Dans la plupart des conflits, la protection des citoyens pris dans une situation de violence est une considération primordiale pour la police. Mais pas dans un conflit armé. Dans ce cas, la conduite des hostilités peut inclure des bombardements aériens, l’usage de l’artillerie lourde, des tirs au mortier et de fusils d’assaut: autant de moyens qui vont vraisemblablement conduire à des morts et à des blessés parmi la population civile mais qui ne représenteront pas nécessairement une violation du droit international humanitaire s’appliquant spécifiquement aux conflits armés (tant que les victimes civiles et les dommages aux objets civils prévisibles ne sont pas «excessifs» par rapport à l’avantage militaire attendu). Nous devons donc être très prudents et précis avant d’affirmer que le seuil requis pour un conflit armé a été atteint.
Tribunaux internationaux
Deuxièmement, dans un conflit armé, la commission d’un crime de guerre est un crime international qui peut être poursuivi non seulement devant les tribunaux nationaux, mais aussi devant certains tribunaux pénaux internationaux tel le Tribunal international pénal de La Haye. Ces crimes de guerre ne peuvent être commis que dans une situation de conflit armé et en relation directe avec ce conflit. Par conséquent, certains se précipitent pour déclarer l’existence d’un conflit armé dans l’espoir qu’une responsabilité sera établie pour répondre d’actes de brutalité épouvantable: le meurtre, le viol, ou la torture, qui sont souvent commis à large échelle. Ces «justiciers» sont certes bien intentionnés, mais ils commettent, dirions-nous, une erreur de jugement.
Protection des civils
Bien sûr, les poursuites judiciaires pour crimes de guerre sont essentielles afin de limiter les abus et de rendre une forme de justice aux victimes.
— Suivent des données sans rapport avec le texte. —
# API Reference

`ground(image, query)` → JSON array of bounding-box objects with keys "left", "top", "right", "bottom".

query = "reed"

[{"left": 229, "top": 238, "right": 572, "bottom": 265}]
Comme note explicitement le War Report, elles sont la rare exception à la règle et relèvent d’une indispensable justice internationale. Mais nous devons aussi reconnaître la force autorisée par le droit international aux belligérants, qui s’accompagne du respect des droits humains pour contenir la violence, et de la limitation des actes de violence qui peuvent être légalement engagés au cours des hostilités. La «protection des civils» dans les conflits armés est devenue un slogan qui doit être appliqué avec plus de clarté et de précision. Abordons le thème de l’impunité, car il est omniprésent. Mais nous ne devrions pas prôner l’existence d’une guerre là où nous ne sommes pas légalement obligés de le faire. Car cette attitude n’est pas à même d’épargner des vies humaines.
(1) Le War Report: 2012 est publié par Oxford University Press. Le War Report: Armed Conflict in 2013 sortira le 10 décembre prochain.
(2) Azerbaïdjan, Chypre, Erythrée, Géorgie, Liban, Moldova, Palestine, Syrie et Sahara occidental.
(3) Responsable de recherche et éditeur du Rapport sur la guerre 2012.